2. Pandemic viruses have some important differences in their mode of action when compared against seasonal influenza strains. So they are not the same. It remains to be seen just how effective the present 2009 H1N1 vaccines are - that will take months to analyze the data.

So why else was the vaccine 'late'?

3. Typically, seasonal influenza vaccines take about 6 months to select, generate and mass produce vaccines, from best guess estimates of last years influenza and strain studies of the most recent Southern Hemisphere strains in circulation.

Multiple dominant strains of influenza in global circulation is a VERY recent phenomena. That tells us that something has changed to afford multiple strain emergences as pandemic viruses that crossed easily into humans and become adapted within a decade or less as seasonal strains. Purely animal influenza viruses that can infect humans, like the Bird Flu (H5N1) are VERY RARE. These are pandemic viruses. Before the advent of human adaptation of influenza viruses, they were all bird adapted strains (the original host of the virus).
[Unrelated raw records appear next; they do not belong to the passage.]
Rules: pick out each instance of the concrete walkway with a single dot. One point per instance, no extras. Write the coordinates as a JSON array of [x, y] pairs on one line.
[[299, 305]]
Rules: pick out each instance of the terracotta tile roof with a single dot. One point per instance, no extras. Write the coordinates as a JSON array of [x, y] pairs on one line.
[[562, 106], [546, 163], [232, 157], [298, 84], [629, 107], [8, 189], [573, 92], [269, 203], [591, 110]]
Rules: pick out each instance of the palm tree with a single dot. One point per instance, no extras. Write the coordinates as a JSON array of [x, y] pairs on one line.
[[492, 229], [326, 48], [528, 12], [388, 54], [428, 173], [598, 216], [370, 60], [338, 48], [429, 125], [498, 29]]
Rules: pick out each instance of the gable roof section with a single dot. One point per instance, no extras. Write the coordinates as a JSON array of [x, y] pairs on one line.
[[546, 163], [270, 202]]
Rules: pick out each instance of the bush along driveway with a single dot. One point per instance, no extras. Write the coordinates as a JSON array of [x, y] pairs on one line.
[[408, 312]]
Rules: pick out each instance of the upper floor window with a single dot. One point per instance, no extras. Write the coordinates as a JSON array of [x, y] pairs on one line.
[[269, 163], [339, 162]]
4. The emergence of this 2009 pandemic virus caught global health officials by surprise. It spread very, very rapidly once it reached a critical threshold, in March-April 2009. It spread far more quickly than other 20th century pandemics (of which there were 4 in total), most likely due to air travel and the infectious ease of this virus.

So, it emerged at a time when vaccine manufacturers were busy producing the 2009 seasonal vaccine. The virus had to be studied and individual samples tested to see if they could be cultured.

5. Culturing this virus was very difficult. Because it carries avian (bird) genes, it was good at culture evasion (traditional vaccines are still produced in duck embryos).

Thus we have surprising emergence at the very end of the regular flu season of last year, exceptional virulence, unknown factors that causes fatality among seemingly healthy adults, an unusual infection rate among age-cohorts not typically made very sick by seasonal influenza viruses, and exceptional difficulty in culturing the virus, which is also rather monotypic - it hasn't changed despite migrating globally in just 2 months time, and infecting virtually every nation on the planet as of October 2009.

A sixth problem is this: the cheap and quick lab test for H1N1 was found to be lower than 50% in accuracy. It has hindered case confirmation, and led nations to stop reporting cases this past summer, because of the rapid spread that made it less important to know exact numbers once it had moved through regions, and because of the difficulty in clinical confirmation of the virus.

While it would seem prudent to use the anti-viral agents like Tamiflu in households where 2009 H1N1 virus is present and where one or more individuals are highly susceptible, a physician must also decide whether to use the spare existing supply ONLY for active cases. In other words, he will readily provide the drug IF one of the other sons becomes ill, but not before. This is typical where dose rationing is required due to drug shortages, at the start of a suspected major infectious illness wave of unknown duration.